Assaults fuel sectarian warfare threat in Iraq

Assaults fuel sectarian warfare threat in Iraq

BAGHDAD
Assaults fuel sectarian warfare threat in Iraq

An Iraqi policeman stands next to a religious portrait of Prophet Mohammed’s grandson Imam Hussein as Shiites walk on a main highway linking Baghdad to the central shrine city of Karbala. AFP photo

Attacks across Iraq killed six people and wounded dozens of others yesterday, including 15 Afghan pilgrims visiting the country for religious commemorations, officials said. The violence included bombings of Shiite worshippers, 110 km south of Baghdad, as they walked to the shrine city of Karbala in preparation for Arbaeen rituals later this week.

Iraqi leaders are locked in a political standoff that began after the Shiite-dominated government called for Sunni Vice President Tariq al-Hashemi’s arrest on terrorism charges, as the last American troops pulled out last month. The standoff is at the heart of an ongoing political crisis, pitting the leaders of the country’s mostly ethnic and sectarian-based party blocs against each other. The U.S. and some Iraqi officials have warned of a resurgence of Sunni and Shiite militant activity following the U.S. troop withdrawal.

In Baghdad, gunmen burst into the home of Fatma Tayyiq, a branch manager for the Commercial Bank of Iraq, and shot her and husband dead in the capital’s central Karrada district, an Interior Ministry official said. Just south of Baghdad in the town of Owairij, a roadside bomb targeting devotees walking to Karbala killed one pilgrim and wounded at least nine others, Defense and Interior Ministry officials said. In the northern ethnically-mixed city of Kirkuk, meanwhile, a gunman opened fire on a group of security officers from semi-autonomous northern Iraq, killing two officers and wounding two others, a police officer in the city told Agence-France Presse. The gunman was killed in return fire, he added.

In the former insurgent bastion of Fallujah, west of Baghdad, a roadside bomb killed one Iraqi soldier and wounded three others, Army Lt. Col. Yassin Mohammed said. And on the outskirts of the central city of Hilla, a car bomb wounded 15 Afghan pilgrims, three of them seriously, according to police and medics.

Al-Hashemi stays in Iraq
The festival of Arbaeen later this month marks 40 days after the Ashura anniversary commemorating the killing of Imam Hussein, one of Shiite Islam’s most revered figures, by the armies of the Caliph Yazid in 680. As part of the ceremonies, Shiite pilgrims walk to Karbala from across Iraq. Attacks on Shiites in the capital and southern Iraq on Jan. 5 killed more than 70 people and wounded more than 100, the highest death toll since August 2011.

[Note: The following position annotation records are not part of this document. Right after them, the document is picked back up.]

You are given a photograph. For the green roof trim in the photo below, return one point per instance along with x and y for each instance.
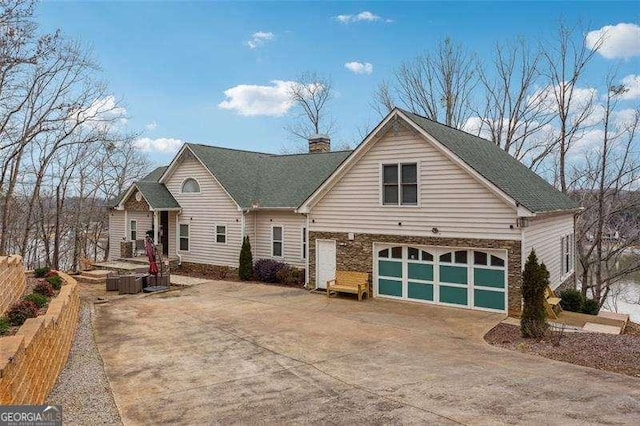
(268, 180)
(157, 195)
(498, 167)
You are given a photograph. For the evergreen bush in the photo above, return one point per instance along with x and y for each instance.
(245, 271)
(535, 279)
(571, 300)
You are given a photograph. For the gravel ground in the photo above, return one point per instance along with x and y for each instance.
(617, 353)
(82, 388)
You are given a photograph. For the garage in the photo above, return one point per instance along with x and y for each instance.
(460, 277)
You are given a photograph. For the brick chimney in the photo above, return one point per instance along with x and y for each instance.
(319, 143)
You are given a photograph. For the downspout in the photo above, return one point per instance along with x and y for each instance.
(178, 237)
(306, 269)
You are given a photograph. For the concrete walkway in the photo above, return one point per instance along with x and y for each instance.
(247, 353)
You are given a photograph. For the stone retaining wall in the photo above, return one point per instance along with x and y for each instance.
(12, 281)
(32, 359)
(215, 272)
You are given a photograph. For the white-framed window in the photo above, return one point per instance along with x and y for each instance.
(304, 243)
(133, 230)
(190, 186)
(277, 241)
(567, 253)
(221, 234)
(400, 184)
(184, 237)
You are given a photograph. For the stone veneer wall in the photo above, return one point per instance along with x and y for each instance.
(32, 359)
(357, 255)
(12, 281)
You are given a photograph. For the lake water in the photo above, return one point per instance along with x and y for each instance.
(625, 298)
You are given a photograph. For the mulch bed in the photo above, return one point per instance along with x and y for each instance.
(617, 353)
(28, 289)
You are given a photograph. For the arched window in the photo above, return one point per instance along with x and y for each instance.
(190, 186)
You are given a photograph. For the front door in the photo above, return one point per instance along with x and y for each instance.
(326, 262)
(164, 232)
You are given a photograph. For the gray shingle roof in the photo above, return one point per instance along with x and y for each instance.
(157, 195)
(271, 180)
(155, 174)
(498, 167)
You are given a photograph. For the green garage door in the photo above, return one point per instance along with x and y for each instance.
(455, 277)
(489, 281)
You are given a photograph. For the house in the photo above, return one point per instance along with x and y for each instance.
(433, 214)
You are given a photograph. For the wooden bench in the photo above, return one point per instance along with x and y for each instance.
(552, 303)
(349, 282)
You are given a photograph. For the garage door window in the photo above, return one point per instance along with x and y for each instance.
(454, 278)
(489, 280)
(420, 274)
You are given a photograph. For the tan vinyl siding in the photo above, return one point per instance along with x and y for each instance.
(202, 212)
(450, 198)
(117, 232)
(292, 224)
(172, 235)
(544, 235)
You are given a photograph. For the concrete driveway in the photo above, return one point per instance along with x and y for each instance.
(227, 352)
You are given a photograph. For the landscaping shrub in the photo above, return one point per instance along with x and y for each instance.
(44, 288)
(4, 326)
(571, 300)
(38, 299)
(20, 311)
(591, 307)
(245, 271)
(266, 270)
(41, 272)
(290, 276)
(56, 282)
(535, 279)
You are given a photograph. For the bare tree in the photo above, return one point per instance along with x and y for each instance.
(438, 85)
(608, 179)
(383, 101)
(566, 58)
(311, 95)
(514, 114)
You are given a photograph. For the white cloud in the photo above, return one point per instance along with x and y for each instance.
(618, 41)
(365, 16)
(162, 145)
(253, 100)
(260, 38)
(151, 126)
(359, 67)
(632, 84)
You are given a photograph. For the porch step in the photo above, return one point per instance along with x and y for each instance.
(97, 273)
(120, 267)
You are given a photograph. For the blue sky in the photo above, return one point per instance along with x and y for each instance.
(171, 62)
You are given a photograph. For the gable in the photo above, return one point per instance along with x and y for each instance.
(451, 200)
(212, 194)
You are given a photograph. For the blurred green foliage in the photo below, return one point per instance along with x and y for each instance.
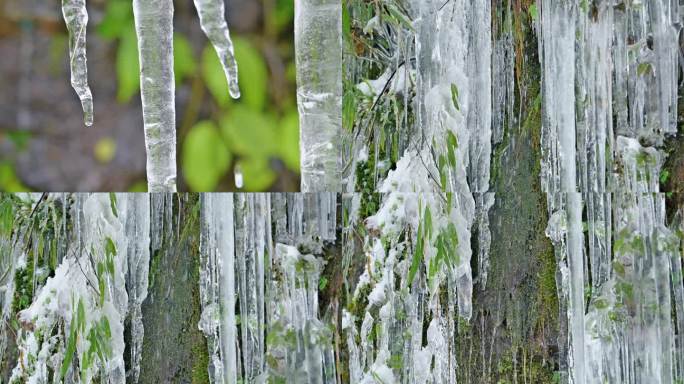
(251, 134)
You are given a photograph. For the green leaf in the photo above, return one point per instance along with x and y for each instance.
(127, 67)
(257, 173)
(427, 218)
(533, 11)
(112, 204)
(205, 157)
(104, 150)
(289, 140)
(250, 133)
(664, 176)
(452, 145)
(118, 16)
(184, 64)
(81, 315)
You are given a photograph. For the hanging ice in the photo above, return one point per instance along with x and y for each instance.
(76, 18)
(135, 212)
(608, 107)
(217, 286)
(318, 54)
(213, 22)
(276, 287)
(154, 27)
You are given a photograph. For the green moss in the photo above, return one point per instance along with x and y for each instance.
(200, 369)
(23, 285)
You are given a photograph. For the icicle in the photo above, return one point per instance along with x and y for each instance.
(217, 286)
(154, 27)
(76, 18)
(239, 181)
(213, 22)
(608, 106)
(318, 53)
(135, 208)
(88, 292)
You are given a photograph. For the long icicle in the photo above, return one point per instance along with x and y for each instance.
(318, 55)
(76, 19)
(154, 27)
(213, 22)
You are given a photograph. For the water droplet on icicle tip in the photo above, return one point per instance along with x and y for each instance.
(211, 14)
(239, 182)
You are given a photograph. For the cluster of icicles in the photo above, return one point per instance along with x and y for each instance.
(100, 280)
(609, 103)
(261, 259)
(318, 43)
(154, 27)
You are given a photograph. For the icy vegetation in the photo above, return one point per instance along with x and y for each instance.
(428, 116)
(95, 250)
(76, 18)
(609, 76)
(318, 54)
(417, 276)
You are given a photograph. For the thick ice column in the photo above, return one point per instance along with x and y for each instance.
(154, 27)
(217, 285)
(559, 175)
(76, 18)
(318, 54)
(213, 22)
(251, 222)
(136, 211)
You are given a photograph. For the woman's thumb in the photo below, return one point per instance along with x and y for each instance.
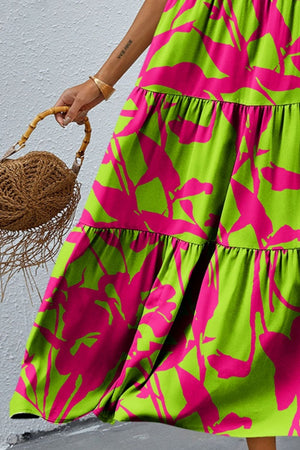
(73, 111)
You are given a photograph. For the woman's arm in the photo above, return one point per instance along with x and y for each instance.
(83, 97)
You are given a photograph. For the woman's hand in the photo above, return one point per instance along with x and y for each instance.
(81, 99)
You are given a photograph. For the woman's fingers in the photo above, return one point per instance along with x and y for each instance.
(80, 99)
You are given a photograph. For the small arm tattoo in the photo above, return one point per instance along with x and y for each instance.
(125, 49)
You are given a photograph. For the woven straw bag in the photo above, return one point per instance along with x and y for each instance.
(38, 198)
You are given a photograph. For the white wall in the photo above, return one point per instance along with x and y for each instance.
(46, 46)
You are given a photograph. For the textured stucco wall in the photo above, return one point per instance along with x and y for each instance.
(46, 46)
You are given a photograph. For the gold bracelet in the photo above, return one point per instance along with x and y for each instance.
(105, 89)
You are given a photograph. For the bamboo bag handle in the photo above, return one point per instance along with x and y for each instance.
(79, 157)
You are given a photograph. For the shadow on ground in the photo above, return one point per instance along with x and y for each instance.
(92, 434)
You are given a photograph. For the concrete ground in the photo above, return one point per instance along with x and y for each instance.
(95, 435)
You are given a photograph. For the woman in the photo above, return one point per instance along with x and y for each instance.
(176, 297)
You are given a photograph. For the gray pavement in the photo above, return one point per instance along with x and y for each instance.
(95, 435)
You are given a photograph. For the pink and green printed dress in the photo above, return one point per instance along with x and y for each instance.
(176, 298)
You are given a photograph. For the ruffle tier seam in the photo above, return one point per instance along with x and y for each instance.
(209, 242)
(209, 100)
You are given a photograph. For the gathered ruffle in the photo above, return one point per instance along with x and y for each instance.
(141, 326)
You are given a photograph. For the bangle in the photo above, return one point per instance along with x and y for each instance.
(105, 89)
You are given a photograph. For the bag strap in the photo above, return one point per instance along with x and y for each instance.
(79, 157)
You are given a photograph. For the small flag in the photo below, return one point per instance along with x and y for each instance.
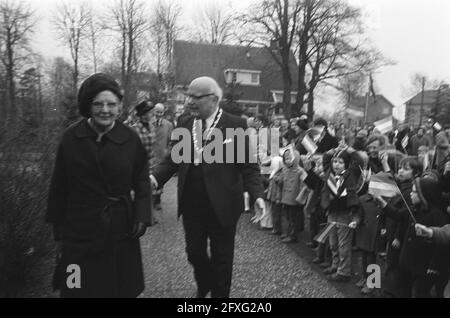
(384, 125)
(323, 235)
(288, 147)
(372, 90)
(309, 145)
(437, 126)
(405, 141)
(383, 185)
(426, 161)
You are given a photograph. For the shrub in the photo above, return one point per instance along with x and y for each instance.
(25, 240)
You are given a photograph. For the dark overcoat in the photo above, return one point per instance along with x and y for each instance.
(91, 208)
(367, 233)
(225, 182)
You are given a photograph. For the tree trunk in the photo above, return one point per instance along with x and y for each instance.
(287, 82)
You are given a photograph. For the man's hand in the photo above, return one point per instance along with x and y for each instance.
(307, 164)
(260, 210)
(380, 202)
(432, 272)
(423, 231)
(154, 182)
(447, 167)
(384, 161)
(139, 229)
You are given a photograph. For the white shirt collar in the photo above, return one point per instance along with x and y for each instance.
(210, 119)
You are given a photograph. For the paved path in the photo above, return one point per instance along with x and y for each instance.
(263, 266)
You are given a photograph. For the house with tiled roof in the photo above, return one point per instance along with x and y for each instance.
(252, 71)
(378, 107)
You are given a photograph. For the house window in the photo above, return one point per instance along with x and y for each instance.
(255, 78)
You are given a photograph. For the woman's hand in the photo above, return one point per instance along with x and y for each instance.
(396, 244)
(139, 230)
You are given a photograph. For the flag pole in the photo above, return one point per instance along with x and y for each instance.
(407, 206)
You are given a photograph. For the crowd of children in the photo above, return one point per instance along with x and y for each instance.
(406, 232)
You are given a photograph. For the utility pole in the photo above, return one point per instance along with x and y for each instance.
(421, 101)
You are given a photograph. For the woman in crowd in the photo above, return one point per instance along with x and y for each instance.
(423, 264)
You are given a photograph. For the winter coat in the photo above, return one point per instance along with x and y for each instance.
(417, 254)
(367, 233)
(441, 235)
(291, 182)
(90, 205)
(274, 189)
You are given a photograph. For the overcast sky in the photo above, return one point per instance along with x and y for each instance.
(413, 33)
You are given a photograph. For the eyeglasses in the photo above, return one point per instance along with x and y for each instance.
(98, 105)
(194, 97)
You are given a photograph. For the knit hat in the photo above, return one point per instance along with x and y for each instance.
(91, 87)
(344, 155)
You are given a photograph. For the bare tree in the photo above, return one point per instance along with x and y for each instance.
(165, 29)
(72, 23)
(129, 21)
(94, 35)
(275, 22)
(16, 26)
(215, 23)
(331, 45)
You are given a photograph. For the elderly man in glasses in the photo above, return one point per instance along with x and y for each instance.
(210, 195)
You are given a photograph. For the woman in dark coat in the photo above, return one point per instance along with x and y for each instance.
(97, 223)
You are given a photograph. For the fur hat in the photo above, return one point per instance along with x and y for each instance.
(428, 190)
(91, 87)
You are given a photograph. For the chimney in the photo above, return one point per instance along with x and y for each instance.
(274, 45)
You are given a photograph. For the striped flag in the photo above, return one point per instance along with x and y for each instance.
(405, 141)
(383, 185)
(437, 126)
(384, 125)
(324, 233)
(289, 147)
(309, 145)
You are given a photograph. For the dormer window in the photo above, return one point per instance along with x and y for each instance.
(243, 77)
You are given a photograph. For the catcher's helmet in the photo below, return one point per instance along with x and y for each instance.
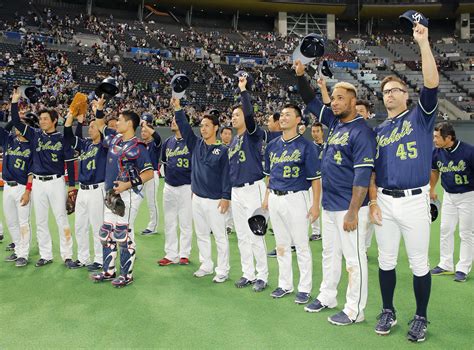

Meanwhile, Iraq Vice President Tariq al-Hashemi, who is currently in northern Iraq upon the authorities’ decision to issue an arrest warrant for him on terror charges, said he will remain in Iraq and will solve the crisis there, thanking Turkey for its invitation. “Turkey is Sunni. We [Iraq] are Sunni. Turkey is accused of everything done by the Iraqi Sunnis. But we are taking our decision with full independence, and Turkey has never given us any opinion on any issue,” al-Hashemi told daily Türkiye yesterday. He said Turkey had helped Iraq in its bad times, saying he is in northern Iraq on official duty as instructed by Iraq President Jalal Talabani. Al-Hashemi said he will not return to Bagdad until the judiciary becomes fully independent.